# MSI B450A-pro



## bilidru (21. September 2018)

Hallo,
Ich stellte mir gerade einen neuen PC mit Ryzen 2600 CPU zusammen und bin über das MSI B450-Pro für 85,-€ gestolpert. Vom Chipsatz, der Anzahl an RAM-Plätzen und USB-Anschlüssen genau das, was ich suche. Ich frage mich nur, was das Board so günstig macht? Wo ist der Haken, den ich nicht sehe? Freue mich auf eure Hilfe.

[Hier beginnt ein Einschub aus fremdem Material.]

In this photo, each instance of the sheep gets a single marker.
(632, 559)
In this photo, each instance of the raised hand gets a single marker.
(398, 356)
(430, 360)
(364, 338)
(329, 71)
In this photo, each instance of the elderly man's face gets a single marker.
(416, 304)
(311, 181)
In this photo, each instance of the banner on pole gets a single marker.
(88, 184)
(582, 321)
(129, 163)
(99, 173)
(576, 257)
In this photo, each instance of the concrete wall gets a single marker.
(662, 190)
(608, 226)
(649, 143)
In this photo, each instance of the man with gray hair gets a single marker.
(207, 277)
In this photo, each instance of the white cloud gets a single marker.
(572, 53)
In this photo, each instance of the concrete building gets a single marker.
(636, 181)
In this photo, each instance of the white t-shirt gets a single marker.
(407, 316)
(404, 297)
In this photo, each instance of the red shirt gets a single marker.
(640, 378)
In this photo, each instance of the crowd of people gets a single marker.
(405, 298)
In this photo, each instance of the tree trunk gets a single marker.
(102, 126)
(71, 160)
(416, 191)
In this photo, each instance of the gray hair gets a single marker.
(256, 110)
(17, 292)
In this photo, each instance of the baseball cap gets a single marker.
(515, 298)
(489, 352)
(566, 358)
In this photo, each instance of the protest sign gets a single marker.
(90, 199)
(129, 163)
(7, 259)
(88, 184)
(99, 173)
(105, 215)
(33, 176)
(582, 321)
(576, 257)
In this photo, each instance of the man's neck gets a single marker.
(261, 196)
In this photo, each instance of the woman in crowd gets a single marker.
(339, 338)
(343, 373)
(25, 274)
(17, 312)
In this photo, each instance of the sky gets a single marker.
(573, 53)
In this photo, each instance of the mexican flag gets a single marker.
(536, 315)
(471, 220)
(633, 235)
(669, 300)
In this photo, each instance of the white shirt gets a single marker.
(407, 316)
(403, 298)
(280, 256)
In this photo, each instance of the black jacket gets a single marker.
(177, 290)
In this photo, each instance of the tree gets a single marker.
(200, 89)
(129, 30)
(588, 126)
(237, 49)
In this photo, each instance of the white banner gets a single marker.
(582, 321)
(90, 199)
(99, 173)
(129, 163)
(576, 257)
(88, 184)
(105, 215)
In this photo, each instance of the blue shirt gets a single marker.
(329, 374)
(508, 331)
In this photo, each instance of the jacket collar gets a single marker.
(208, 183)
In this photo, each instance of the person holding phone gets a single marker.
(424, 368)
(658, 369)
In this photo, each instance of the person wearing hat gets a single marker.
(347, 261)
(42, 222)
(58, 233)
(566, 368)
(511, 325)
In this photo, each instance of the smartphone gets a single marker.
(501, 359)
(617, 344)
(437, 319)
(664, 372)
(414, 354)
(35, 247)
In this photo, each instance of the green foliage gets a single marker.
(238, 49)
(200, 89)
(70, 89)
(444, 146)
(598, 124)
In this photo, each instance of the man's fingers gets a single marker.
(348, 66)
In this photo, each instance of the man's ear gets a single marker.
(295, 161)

Als RAM habe ich mir übrigens den GSkill Ripjaw V ausgesucht. Übertakten will ich weder CPU noch RAM.


----------



## Tunarak (21. September 2018)

Spannungswandler, kein guter Audio Chip


Nimm lieber das

Asus Prime B450-Plus AMD B450 So.AM4 Dual Channel DDR4 ATX Retail - AMD Sockel AM4 | Mindfactory.de

Das Asus Prime B350 Plus war auch ein Preis-Leistung Kracher. Siehe Verkaufszahlen und Bewertung.


----------



## Singlecoreplayer2500+ (21. September 2018)

Hallo und Willkommen!

Nee, da gibt es keinen Haken, die Boards werden zu dem Preis angeboten und du bekommst ein einfaches Board mit dem du glücklich werden kannst wenn es deine Ansprüche erfüllt und keine grossen OC-Experimente geplant sind.
Naja, es gibt kein RGB-bling bling


----------



## bilidru (21. September 2018)

Danke für eure Antworten. RGB-bling bling brauche ich nicht.
Wichtig sind mir möglichst viele USB-Anschlüsse, da ih keine Lust habe immer wieder Geräte umzustecken. 
Das Asus sieht gut aus. Wenn ich auf die 15 € Gutschein verzichte und der Aufpreis mal egal ist, wie ist es dann mit dem Asus TUF B450-Plus Gaming. Kostet etwas mehr, hat aber mehr USBs, ansonsten kann ich beim Vergleich der Beschreibungen keine Unterschiede feststellen. Nur die  ASUS Fan-Xpert2-Funktion habe ich in der Beschreibung nicht entdeckt.
Lohnen sich die 10 Euro? Oder ist das Board eher ein bling-bling marketing-ding?


----------



## Singlecoreplayer2500+ (21. September 2018)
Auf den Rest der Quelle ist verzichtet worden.